Skylark – 12 in with the Mipits

Golden Plover – 2 low over the field looking for somewhere to land

Lapwing – 40 top paddock

Redwing – a flock of 40 overhead

Fieldfare – 3 in with the Redwings

Common Snipe – 2 walked up from main path

Red Legged Partridge – 1 in the Gamecrop

Lesser Redpoll
 While walking back from the top paddock came across a flock of 22 Redpoll, managed to get a few photo’s, they all looked good for Lesser except for 1 that showed features of Mealy, unfortunately the photo that I took of it was crap. One that may have got away, looked good at the time.

                             Lesser Redpolls

Sunday 28 November 2010

Cold Weather movement -Barking Outfall November 28th

A massive increase in Wildfowl due to the extreme weather, the Thames locally offering the only source of food due to many of the water bodies being frozen up.

Part of the Outfall

 In particular Tufted Duck in a week have gone from 3 birds to a staggering 387, no Scaup but with the continued cold spell, definitely a possibility.
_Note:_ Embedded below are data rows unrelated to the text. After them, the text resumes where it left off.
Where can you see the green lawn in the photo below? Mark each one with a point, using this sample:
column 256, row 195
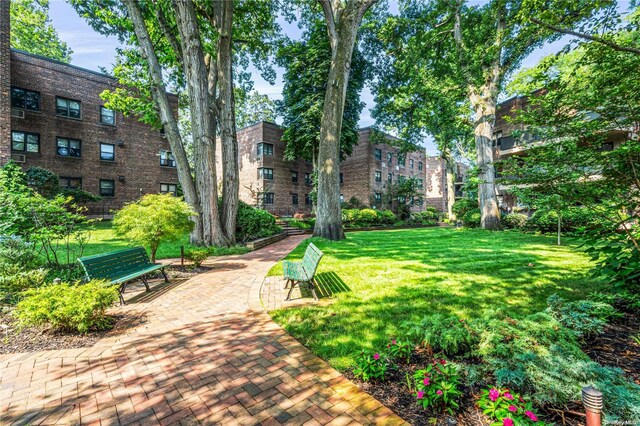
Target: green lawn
column 380, row 279
column 102, row 238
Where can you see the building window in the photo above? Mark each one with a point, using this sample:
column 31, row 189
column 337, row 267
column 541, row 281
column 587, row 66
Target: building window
column 265, row 148
column 169, row 188
column 107, row 116
column 166, row 159
column 69, row 148
column 70, row 183
column 265, row 173
column 107, row 151
column 107, row 188
column 25, row 99
column 23, row 141
column 68, row 108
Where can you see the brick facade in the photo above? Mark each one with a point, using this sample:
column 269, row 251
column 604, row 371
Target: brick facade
column 5, row 81
column 135, row 169
column 359, row 171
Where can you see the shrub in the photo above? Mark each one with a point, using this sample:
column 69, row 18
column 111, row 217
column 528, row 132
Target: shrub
column 68, row 307
column 386, row 217
column 437, row 386
column 370, row 366
column 440, row 333
column 153, row 219
column 400, row 349
column 515, row 221
column 368, row 216
column 197, row 256
column 500, row 404
column 471, row 219
column 15, row 281
column 254, row 223
column 460, row 207
column 584, row 317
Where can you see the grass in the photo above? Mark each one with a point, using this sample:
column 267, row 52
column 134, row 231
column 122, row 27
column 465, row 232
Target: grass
column 380, row 279
column 102, row 239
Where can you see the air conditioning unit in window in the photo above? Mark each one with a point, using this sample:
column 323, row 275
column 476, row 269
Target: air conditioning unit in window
column 18, row 158
column 17, row 113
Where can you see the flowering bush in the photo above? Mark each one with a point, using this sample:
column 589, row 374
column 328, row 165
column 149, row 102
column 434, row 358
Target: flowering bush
column 399, row 349
column 507, row 408
column 437, row 386
column 370, row 366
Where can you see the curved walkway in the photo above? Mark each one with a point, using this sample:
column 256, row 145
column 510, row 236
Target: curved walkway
column 207, row 354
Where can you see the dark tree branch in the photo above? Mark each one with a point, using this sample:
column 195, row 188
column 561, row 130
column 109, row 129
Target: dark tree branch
column 609, row 43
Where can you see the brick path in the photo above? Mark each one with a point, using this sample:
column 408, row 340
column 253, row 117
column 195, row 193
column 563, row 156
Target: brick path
column 207, row 354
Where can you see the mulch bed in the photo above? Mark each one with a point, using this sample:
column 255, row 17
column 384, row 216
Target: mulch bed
column 394, row 394
column 35, row 339
column 615, row 346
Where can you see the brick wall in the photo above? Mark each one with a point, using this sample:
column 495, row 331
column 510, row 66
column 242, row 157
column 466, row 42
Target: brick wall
column 136, row 169
column 5, row 82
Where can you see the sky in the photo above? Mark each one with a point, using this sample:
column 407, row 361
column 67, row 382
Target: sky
column 93, row 50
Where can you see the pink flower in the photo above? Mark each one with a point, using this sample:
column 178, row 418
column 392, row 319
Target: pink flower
column 494, row 394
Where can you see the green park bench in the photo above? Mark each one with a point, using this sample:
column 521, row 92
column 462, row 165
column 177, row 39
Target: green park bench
column 121, row 267
column 303, row 272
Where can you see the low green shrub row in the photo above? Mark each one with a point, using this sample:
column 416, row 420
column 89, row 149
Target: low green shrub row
column 539, row 356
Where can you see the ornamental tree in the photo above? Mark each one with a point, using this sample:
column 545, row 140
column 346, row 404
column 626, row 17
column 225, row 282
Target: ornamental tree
column 154, row 219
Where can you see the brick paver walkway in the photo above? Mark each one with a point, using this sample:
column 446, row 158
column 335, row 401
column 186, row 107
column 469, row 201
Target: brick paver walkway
column 207, row 354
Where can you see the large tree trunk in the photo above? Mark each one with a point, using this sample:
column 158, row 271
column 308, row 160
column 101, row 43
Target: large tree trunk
column 227, row 123
column 343, row 21
column 169, row 121
column 484, row 105
column 203, row 124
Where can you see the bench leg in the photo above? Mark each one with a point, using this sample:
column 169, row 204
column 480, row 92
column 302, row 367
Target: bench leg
column 312, row 284
column 146, row 284
column 293, row 284
column 121, row 293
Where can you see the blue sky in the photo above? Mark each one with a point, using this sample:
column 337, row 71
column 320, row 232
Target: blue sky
column 93, row 50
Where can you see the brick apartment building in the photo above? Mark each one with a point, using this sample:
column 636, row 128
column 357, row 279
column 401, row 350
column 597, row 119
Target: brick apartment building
column 284, row 187
column 512, row 140
column 51, row 116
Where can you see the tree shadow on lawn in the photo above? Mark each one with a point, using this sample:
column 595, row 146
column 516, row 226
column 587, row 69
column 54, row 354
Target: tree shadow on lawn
column 401, row 279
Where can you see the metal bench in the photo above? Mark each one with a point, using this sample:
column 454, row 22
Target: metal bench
column 304, row 271
column 121, row 267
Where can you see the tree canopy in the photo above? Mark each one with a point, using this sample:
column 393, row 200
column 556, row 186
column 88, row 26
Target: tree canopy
column 31, row 30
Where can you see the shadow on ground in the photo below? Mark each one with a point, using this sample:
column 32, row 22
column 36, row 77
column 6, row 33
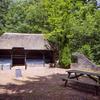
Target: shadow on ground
column 48, row 88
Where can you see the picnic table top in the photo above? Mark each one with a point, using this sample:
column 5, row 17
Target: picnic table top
column 88, row 72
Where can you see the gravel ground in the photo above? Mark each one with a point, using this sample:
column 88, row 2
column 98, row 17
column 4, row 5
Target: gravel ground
column 42, row 83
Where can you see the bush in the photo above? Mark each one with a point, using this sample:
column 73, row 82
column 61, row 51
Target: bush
column 65, row 57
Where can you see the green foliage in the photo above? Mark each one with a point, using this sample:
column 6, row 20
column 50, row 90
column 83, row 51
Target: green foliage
column 4, row 5
column 70, row 25
column 86, row 50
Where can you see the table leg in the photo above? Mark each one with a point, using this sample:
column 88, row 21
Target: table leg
column 66, row 81
column 76, row 76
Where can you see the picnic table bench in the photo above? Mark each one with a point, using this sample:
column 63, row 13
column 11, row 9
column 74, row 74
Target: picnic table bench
column 74, row 75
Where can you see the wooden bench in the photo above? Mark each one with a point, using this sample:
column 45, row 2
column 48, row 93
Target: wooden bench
column 73, row 75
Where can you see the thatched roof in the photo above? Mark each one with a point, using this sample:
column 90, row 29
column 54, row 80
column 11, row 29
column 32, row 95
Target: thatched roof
column 28, row 41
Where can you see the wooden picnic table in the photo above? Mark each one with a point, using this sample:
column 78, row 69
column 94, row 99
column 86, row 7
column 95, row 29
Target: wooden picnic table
column 74, row 75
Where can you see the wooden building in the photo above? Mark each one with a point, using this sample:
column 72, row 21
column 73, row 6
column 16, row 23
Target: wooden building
column 35, row 46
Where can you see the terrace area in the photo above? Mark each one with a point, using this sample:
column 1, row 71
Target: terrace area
column 42, row 83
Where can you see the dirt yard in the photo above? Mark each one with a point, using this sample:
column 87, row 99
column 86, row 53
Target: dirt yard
column 42, row 83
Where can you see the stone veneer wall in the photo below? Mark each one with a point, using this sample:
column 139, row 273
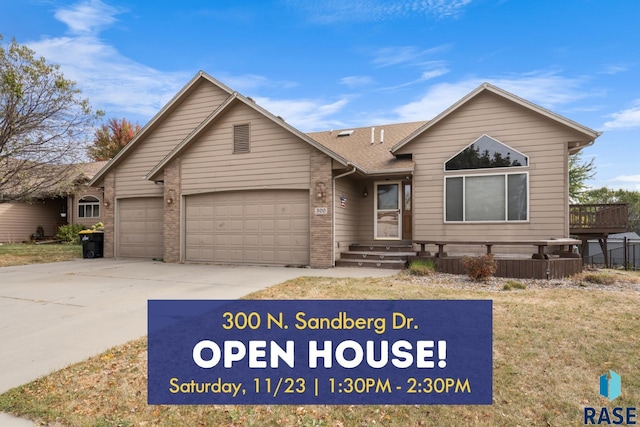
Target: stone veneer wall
column 172, row 190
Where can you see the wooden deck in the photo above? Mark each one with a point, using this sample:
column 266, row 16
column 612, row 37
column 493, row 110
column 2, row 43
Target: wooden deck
column 517, row 268
column 594, row 220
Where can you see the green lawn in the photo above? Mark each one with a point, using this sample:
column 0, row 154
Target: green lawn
column 26, row 253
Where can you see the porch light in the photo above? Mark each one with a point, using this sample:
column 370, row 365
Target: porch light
column 171, row 196
column 321, row 191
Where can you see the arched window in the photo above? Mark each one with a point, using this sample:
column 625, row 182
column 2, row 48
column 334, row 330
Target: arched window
column 89, row 207
column 488, row 181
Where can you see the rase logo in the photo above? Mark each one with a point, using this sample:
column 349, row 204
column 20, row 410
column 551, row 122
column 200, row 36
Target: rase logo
column 610, row 385
column 611, row 388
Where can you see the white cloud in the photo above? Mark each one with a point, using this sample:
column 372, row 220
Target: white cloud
column 356, row 81
column 615, row 69
column 625, row 119
column 411, row 55
column 305, row 114
column 111, row 81
column 625, row 182
column 545, row 89
column 330, row 11
column 248, row 82
column 88, row 17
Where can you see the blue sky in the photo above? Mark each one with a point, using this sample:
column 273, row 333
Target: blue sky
column 331, row 64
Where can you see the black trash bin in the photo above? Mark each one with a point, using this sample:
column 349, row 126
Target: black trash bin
column 92, row 243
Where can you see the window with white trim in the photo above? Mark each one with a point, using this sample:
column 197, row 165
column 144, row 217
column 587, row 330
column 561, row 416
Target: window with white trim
column 477, row 198
column 241, row 139
column 89, row 207
column 502, row 196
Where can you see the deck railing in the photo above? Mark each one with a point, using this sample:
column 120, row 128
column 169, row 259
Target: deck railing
column 599, row 218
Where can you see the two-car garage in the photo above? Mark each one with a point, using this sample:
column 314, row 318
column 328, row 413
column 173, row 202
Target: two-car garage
column 268, row 227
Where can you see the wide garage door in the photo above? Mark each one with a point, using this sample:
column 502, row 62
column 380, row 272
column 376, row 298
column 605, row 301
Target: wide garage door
column 140, row 227
column 249, row 227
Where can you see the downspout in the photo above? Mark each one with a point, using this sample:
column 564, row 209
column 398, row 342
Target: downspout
column 333, row 211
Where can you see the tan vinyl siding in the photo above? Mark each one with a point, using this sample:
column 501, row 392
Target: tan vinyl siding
column 19, row 220
column 276, row 159
column 130, row 174
column 542, row 140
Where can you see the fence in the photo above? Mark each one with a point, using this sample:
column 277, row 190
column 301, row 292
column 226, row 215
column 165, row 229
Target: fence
column 623, row 253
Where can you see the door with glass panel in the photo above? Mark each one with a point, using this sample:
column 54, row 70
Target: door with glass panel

Tufties on the edge of the mud

 Shoveler, Gadwall and Teal have all massively increased but surprisingly Shelduck numbers were quite low with only 26 birds seen, very likely packed out at Barking Bay.

Black Tailed Godwits were again present with 11 birds feeding on the mud, also had a very high flock of Golden Plover going south west @ 11.45am, numbering around 200 birds, in 2 V formation flocks.          

 Totals from the morning were:

Gadwall – 116

Shoveler – 202

Teal – a massive 515, 400 on the Thames with another 115 down the creek

Mallard – 118

Curlew - 1

Redshank – 129

Also around 40 Pied Wagtails and 5 Grey Wagtails were seen on the Sewage Works.